Francis Maude MP, the Minister for the Cabinet Office, has agreed in principle to give the cross-party Public Administration Select Committee (PASC) a role in approving the creation of new arm’s length public bodies—better known as “quangos”.
The new role would mean that any government proposals to create new quangos or reorganise existing ones would have to be formally approved by PASC. Francis Maude told MPs at a public evidence session in the House of Commons yesterday that he thought PASC should take on this new function. Details of the new role, which was originally recommended by the Institute for Government in its recent report on arm’s length bodies, are to be worked out between the Government and PASC.
Bernard Jenkin MP, the Chair of PASC, has welcomed the move, saying:
"Quangos are often criticised as being unelected and unaccountable, but this new role gives MPs on the Public Administration Select Committee a chance to keep tabs on the creation of new and reorganised public bodies.
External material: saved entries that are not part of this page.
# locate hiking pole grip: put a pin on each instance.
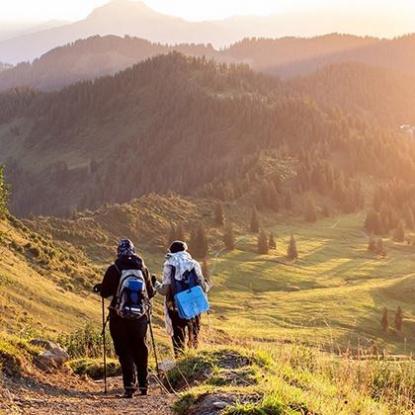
(153, 343)
(104, 345)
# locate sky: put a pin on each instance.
(43, 10)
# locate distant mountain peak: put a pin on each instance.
(123, 6)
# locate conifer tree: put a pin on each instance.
(292, 252)
(229, 237)
(399, 234)
(262, 243)
(199, 243)
(271, 242)
(380, 247)
(205, 269)
(310, 213)
(372, 246)
(254, 224)
(398, 319)
(4, 193)
(219, 215)
(385, 320)
(172, 234)
(373, 223)
(180, 235)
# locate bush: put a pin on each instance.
(85, 342)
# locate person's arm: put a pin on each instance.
(164, 288)
(109, 283)
(203, 282)
(149, 285)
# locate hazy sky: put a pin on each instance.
(41, 10)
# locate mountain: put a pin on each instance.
(89, 59)
(9, 30)
(4, 66)
(383, 96)
(291, 56)
(151, 127)
(286, 57)
(119, 17)
(133, 18)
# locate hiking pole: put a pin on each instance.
(153, 342)
(104, 345)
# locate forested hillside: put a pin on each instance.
(382, 96)
(87, 59)
(191, 126)
(288, 57)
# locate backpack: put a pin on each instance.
(189, 297)
(131, 300)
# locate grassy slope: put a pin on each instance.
(334, 294)
(42, 285)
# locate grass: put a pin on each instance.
(333, 295)
(303, 380)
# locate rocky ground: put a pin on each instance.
(66, 396)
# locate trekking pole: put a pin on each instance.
(104, 345)
(153, 342)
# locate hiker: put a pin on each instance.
(129, 284)
(178, 264)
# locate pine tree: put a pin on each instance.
(262, 243)
(292, 252)
(219, 215)
(310, 213)
(385, 320)
(372, 246)
(271, 242)
(398, 319)
(399, 234)
(254, 224)
(199, 243)
(172, 234)
(229, 237)
(205, 269)
(180, 235)
(4, 193)
(380, 247)
(373, 223)
(326, 211)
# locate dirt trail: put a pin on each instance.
(85, 398)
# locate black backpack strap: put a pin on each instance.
(173, 280)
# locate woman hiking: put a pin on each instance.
(178, 263)
(128, 282)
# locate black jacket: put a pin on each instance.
(112, 276)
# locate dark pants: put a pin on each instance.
(179, 332)
(129, 338)
(194, 331)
I am delighted that the new Government has taken this step, because it makes the executive more accountable to Parliament—which in turn will improve the way democracy works in the UK."
This is the latest move towards giving Commons Select Committees greater powers and independence. In June Chairs of Select Committees were elected for the first time by a secret ballot of the whole House, following the recommendations of the Wright Committee in the last Parliament. Since then, the Chancellor George Osborne has granted the Treasury Committee the power of appointment over the head of the Office of Budget Responsibility, in order to ensure the post remains independent of government.